Le Methodist Hospital au coeur du Texas Medical Center
Le Texas Medical Center de Houston a été créé en 1945, suite à la mise en place de la fondation M.D. Anderson en 1937. Ce riche industriel texan avait en effet remarqué qu'à sa mort, une grande
partie de sa fortune reviendrait à l'état et il était décidé à ce que cela n'arrive pas. Il avait en réaction mis en place une fondation pour financer des projets dans les sciences médicales qui
reçu 19 millions de dollars à son décès en 1939.

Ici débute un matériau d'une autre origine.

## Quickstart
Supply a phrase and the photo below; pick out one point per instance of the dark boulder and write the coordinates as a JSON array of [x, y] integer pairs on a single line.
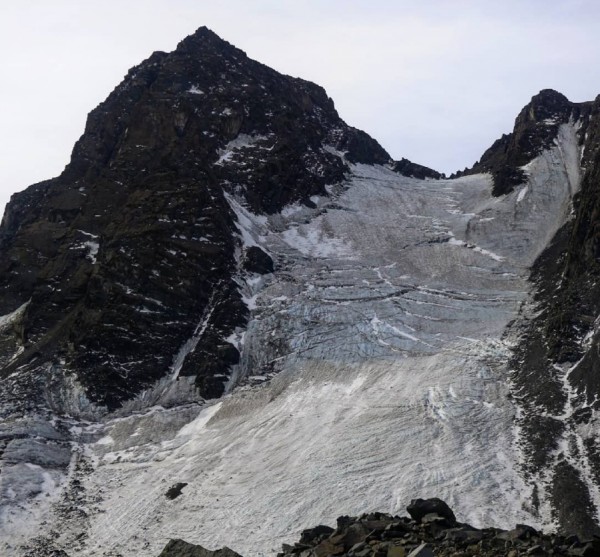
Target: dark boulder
[[418, 508], [258, 261], [179, 548]]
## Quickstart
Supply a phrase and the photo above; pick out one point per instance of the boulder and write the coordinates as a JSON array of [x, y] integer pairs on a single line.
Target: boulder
[[418, 508]]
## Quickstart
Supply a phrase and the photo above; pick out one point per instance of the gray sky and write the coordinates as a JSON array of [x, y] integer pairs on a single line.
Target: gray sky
[[434, 81]]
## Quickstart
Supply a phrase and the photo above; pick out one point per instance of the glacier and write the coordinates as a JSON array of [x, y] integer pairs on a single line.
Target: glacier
[[374, 369]]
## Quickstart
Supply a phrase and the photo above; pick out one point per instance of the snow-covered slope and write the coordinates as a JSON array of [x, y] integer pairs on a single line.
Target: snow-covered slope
[[373, 370]]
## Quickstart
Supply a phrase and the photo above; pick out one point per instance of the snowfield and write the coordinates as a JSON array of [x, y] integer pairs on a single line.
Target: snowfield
[[386, 321]]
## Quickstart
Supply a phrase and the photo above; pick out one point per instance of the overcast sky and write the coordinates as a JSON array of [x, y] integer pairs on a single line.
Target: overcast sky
[[434, 81]]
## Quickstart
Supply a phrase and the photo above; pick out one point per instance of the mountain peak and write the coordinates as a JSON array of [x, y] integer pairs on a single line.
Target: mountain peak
[[202, 39]]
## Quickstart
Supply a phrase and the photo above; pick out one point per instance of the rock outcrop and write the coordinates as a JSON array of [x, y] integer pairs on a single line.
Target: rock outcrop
[[133, 251], [432, 534], [536, 128]]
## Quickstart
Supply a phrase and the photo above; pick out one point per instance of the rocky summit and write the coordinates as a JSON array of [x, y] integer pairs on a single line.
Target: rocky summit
[[234, 316]]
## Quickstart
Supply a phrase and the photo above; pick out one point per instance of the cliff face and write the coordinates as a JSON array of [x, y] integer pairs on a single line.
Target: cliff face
[[125, 257], [536, 128], [379, 330]]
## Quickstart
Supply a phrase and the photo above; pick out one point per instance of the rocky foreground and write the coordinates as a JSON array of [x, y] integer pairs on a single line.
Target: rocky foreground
[[431, 530]]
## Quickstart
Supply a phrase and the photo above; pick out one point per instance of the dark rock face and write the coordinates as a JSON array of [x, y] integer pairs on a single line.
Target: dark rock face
[[257, 261], [130, 252], [419, 508], [535, 129], [179, 548], [175, 490], [559, 349], [408, 168], [384, 535]]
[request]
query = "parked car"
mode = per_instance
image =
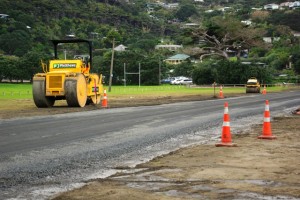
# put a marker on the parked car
(176, 82)
(186, 81)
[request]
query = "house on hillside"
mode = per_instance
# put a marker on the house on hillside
(190, 25)
(171, 47)
(177, 59)
(294, 5)
(271, 6)
(3, 16)
(271, 39)
(121, 47)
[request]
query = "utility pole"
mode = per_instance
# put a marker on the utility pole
(159, 72)
(111, 66)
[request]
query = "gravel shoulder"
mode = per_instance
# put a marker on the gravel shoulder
(256, 169)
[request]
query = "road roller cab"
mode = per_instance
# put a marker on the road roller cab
(68, 79)
(253, 86)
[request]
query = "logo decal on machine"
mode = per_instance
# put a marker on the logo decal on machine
(66, 65)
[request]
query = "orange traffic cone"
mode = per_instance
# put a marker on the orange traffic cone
(226, 136)
(267, 132)
(221, 92)
(264, 90)
(104, 100)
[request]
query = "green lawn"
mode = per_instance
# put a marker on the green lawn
(24, 91)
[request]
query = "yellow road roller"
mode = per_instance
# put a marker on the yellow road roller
(68, 79)
(253, 85)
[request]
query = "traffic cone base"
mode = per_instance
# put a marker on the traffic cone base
(221, 93)
(264, 90)
(268, 137)
(226, 136)
(226, 145)
(104, 101)
(267, 130)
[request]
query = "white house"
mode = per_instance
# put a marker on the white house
(295, 4)
(271, 6)
(121, 47)
(177, 59)
(171, 47)
(271, 39)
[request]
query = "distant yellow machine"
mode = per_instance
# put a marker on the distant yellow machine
(67, 79)
(253, 86)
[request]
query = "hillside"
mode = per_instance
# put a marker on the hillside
(27, 26)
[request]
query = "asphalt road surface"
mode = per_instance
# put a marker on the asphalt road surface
(43, 155)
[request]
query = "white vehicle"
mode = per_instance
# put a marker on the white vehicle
(186, 81)
(176, 82)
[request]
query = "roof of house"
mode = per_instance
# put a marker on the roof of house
(178, 57)
(121, 47)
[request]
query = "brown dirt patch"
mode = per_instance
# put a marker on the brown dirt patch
(255, 169)
(26, 107)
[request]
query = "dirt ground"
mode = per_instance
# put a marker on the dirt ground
(256, 169)
(26, 108)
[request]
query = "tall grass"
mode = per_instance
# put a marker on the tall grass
(24, 91)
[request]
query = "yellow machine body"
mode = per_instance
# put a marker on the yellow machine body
(67, 79)
(253, 85)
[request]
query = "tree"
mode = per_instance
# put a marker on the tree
(186, 11)
(223, 34)
(204, 74)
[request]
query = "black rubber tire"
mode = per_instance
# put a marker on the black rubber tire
(39, 93)
(75, 91)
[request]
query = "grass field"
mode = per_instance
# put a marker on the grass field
(24, 91)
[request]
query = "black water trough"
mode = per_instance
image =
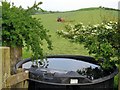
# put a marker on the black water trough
(60, 72)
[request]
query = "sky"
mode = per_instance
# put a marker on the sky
(67, 5)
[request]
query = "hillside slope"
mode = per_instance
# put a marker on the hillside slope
(86, 16)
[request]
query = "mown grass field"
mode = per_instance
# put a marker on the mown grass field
(86, 16)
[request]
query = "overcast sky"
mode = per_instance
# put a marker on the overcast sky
(67, 5)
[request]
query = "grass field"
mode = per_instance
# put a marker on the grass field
(86, 16)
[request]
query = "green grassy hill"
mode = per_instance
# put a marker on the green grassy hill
(86, 16)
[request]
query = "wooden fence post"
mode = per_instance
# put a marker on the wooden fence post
(4, 65)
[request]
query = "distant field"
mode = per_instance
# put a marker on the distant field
(63, 46)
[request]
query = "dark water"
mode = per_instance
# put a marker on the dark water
(63, 64)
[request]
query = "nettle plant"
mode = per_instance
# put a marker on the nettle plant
(20, 29)
(101, 40)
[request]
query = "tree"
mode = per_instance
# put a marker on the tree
(20, 29)
(101, 40)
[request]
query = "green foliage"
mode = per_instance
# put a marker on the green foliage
(20, 29)
(101, 40)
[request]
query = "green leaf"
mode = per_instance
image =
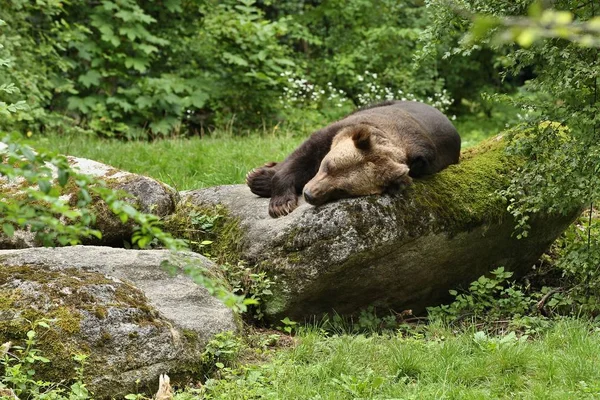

Les fonds permirent d'acheter un terrain au sein de Houston dédié uniquement à la construction d'hôpitaux et de centre médicaux. Aujourd'hui, 49 institutions liées aux sciences médicales se sont
implantées sur le site. Près de 100.000 personnes - dont plus de 20.000 cliniciens et chercheurs - y travaillent chaque jour et 6 millions de patients y sont soignés annuellement. Les hôpitaux
disposent aussi de centres de recherche qui brassent plus de 6 milliards de dollars de dépenses en recherche médicale chaque année.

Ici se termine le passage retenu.